Description

Chip-8 describes an “assembly-like” language and a typically interpreted virtual machine. I built a hardware CPU capable of executing CHIP-8 instructions. This was quite challenging because I built everything as I went instead of planning it all perfectly from the start, and some instructions are much more complex than others. The tutorials by Ben Eater inspired me to build this CPU. Instead of following them step by step, I built many components myself and consulted his videos when I was unsure how to solve something. Because of this “build as I go” mindset (partly because I did not understand everything in the beginning), the modules are not documented in detail, which I really regret.
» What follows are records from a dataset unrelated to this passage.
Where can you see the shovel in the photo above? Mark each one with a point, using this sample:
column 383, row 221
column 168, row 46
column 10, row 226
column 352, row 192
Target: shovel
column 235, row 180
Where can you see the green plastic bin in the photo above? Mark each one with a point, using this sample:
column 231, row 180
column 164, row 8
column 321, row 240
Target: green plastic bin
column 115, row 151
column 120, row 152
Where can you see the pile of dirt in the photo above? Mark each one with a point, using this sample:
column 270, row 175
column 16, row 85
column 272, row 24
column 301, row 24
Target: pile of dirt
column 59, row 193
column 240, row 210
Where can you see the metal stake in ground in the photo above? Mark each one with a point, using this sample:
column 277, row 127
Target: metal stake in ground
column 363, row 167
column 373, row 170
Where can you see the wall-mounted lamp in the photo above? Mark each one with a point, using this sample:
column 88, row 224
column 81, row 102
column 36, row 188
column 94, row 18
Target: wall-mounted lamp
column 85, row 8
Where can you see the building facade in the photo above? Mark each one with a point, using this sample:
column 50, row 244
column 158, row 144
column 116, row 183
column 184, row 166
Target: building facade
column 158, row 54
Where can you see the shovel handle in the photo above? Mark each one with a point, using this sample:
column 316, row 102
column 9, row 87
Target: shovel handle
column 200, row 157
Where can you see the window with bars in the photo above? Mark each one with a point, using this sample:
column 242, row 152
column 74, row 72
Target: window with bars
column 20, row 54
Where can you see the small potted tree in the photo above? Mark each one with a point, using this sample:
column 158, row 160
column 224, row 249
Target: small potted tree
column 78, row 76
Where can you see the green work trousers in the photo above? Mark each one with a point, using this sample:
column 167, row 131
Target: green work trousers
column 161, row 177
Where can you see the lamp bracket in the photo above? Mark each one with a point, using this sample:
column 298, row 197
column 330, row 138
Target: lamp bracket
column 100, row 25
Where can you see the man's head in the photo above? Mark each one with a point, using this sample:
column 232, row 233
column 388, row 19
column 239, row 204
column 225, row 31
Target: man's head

Main modules of the CPU marked in the Image

Very Useful Resources for Chip 8

My go-to reference for the instruction set http://devernay.free.fr/hacks/chip8/C8TECH10.HTM
Awesome assembler, simulator,… https://johnearnest.github.io/Octo/
Very clear tutorials for building a Breadboard CPU https://www.youtube.com/c/BenEater/videos

Caveats

Because the whole build is based on breadboards the contacts are degrading with time — 3 years after I built it, it is still working, but sometimes glitches happen which is quite unfortunate.
Chip-8 has some instructions that are not well-defined. I settled on using the standard settings of the Octo project.
I mostly built it with components I had on hand or that were easily available — therefore some choices were made because of availability and not because of simplicity or elegance.
Because of limited space and money I sometimes combined parts of the CPU which should not be combined. For example, I used a single SRAM chip to store REG A-F (which itself is quite ugly already) as well as the 16 address deep stack.
Looking at it a few years later, I can see many questionable design choices, which were mostly due to poor planning. Still, it was an awesome learning experience, and I still love looking at the mess of cables, breadboards, and chips that somehow work in harmony (more or less).

Modules

Clock & State Control

This is probably the easiest module and is very similar to Ben Eater’s version. It has an adjustable clock (astable 555, around 100 Hz to 20 kHz), plus start and stop circuits. For development, it also features a single-step mode that uses a monostable 555 to generate pulses. A double-throw switch is used for program loading mode (explained in the RAM module). The last button is a reset button that resets the PC and the microstep counter (inside the control logic).

Program Counter

The job of the program counter is to track where we currently are in the program. It mainly consists of three 74HC193 counters, which can count up and down (only up is used here). The output address is directly connected to RAM (which can take addresses from either the PC or the bus depending on a control flag). The PC can also connect to the normal system bus to load and output its value.

System-bus

Every data word is transmitted over the main system bus in the middle, except for program counter addresses (mentioned above). Each module is connected to the bus using 74HCT244 or 74HC245 tri-state bus drivers. This single bus is probably the biggest bottleneck, but it made interconnecting components very simple, so it fit my “build as I go” style well. My biggest regret is making it 12 bits wide. Early in the project I thought this would be useful because the CHIP-8 address space is 12-bit wide, but in the end I needed all 12 bits for only two or three instructions.

RAM

The main building block of RAM is a KM62256 32Kx8-bit SRAM. RAM also includes a KM28C64 EEPROM for loading programs into memory. Program loading is done by switching Clock & State Control and letting the CPU run briefly (less than half a second), while EEPROM contents are copied into RAM on each clock cycle.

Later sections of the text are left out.